Maior líder político de Pernambuco deixou legado de luta contra a desigualdade social.
Vandeck Santiago (texto)
Edvaldo Rodrigues (foto 16/09/79)
O diplomata britânico John Morgan encontrou-se com o então governador Miguel Arraes e dias depois, em 30 de dezembro de 1963, enviou relatório para os seus superiores sobre as impressões que tivera. “O Dr. Miguel Arraes não é um intelectual, mas passa a impressão de inteligência e de extrema perspicácia”, escreveu Morgan. “Seus olhos são semelhantes aos de um corretor da Bolsa de Valores. Sua astúcia camponesa, coberta por uma fina camada de falso bom humor, faz lembrar Mr, Kruschev de dez anos atrás. Resumindo: ele não é o tipo de pessoa que gostaria de ver o Reino Unido fazer tentativas para ‘prestigiar’ neste momento.”

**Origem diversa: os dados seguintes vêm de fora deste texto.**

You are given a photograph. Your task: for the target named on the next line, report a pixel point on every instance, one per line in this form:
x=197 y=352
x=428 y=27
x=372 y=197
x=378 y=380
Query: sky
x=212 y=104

Outro documento interno, um comunicado do Departamento de Estado dos EUA, é igualmente taxativo ao referir-se a posições do governador: “Arraes é um caso perdido. Não se muda as pintas de um leopardo”.
No Brasil, a situação não era muito diferente. O general Justino Alves Bastos, comandante do IV Exército, sediado no Recife, declara em suas memórias (Encontro com o tempo, publicada em 1965): “O instinto herdado de meu pai, um caçador de onças, fez-me ver nele [Arraes], desde a primeira hora, um inimigo. Declarei-lhe guerra desde que o conheci”. Com a deposição e prisão de Arraes, Justino comemorou: “Isolei-o, afinal, na solidão de um penhasco perdido no meio do Atlântico” (alusão à prisão em Fernando de Noronha).
Dois motivos explicam estas histórias: o primeiro é que Miguel Arraes era um político que, onde quer que estivesse, todos sabiam de que lado ele estava. O segundo motivo é que ele atuava consciente da luta que forças antagônicas travam pelo controle do Estado, e tomando posição nesse combate. Todos sabiam quais forças ele defendia. Todos sabiam que interesses ele defenderia chegando ao poder. Todos sabiam que ele nunca seria cooptado (compreensão que o comunicado do Departamento de Estado norte-americano define muito bem, ao afirmar que “não se muda as pintas de um leopardo”). Na história recente nacional, lembro-me de uma meia dúzia, no máximo uma dezena, de líderes que se enquadram nesse perfil. Gente como ele e como Leonel Brizola, para acrescentar um outro exemplo.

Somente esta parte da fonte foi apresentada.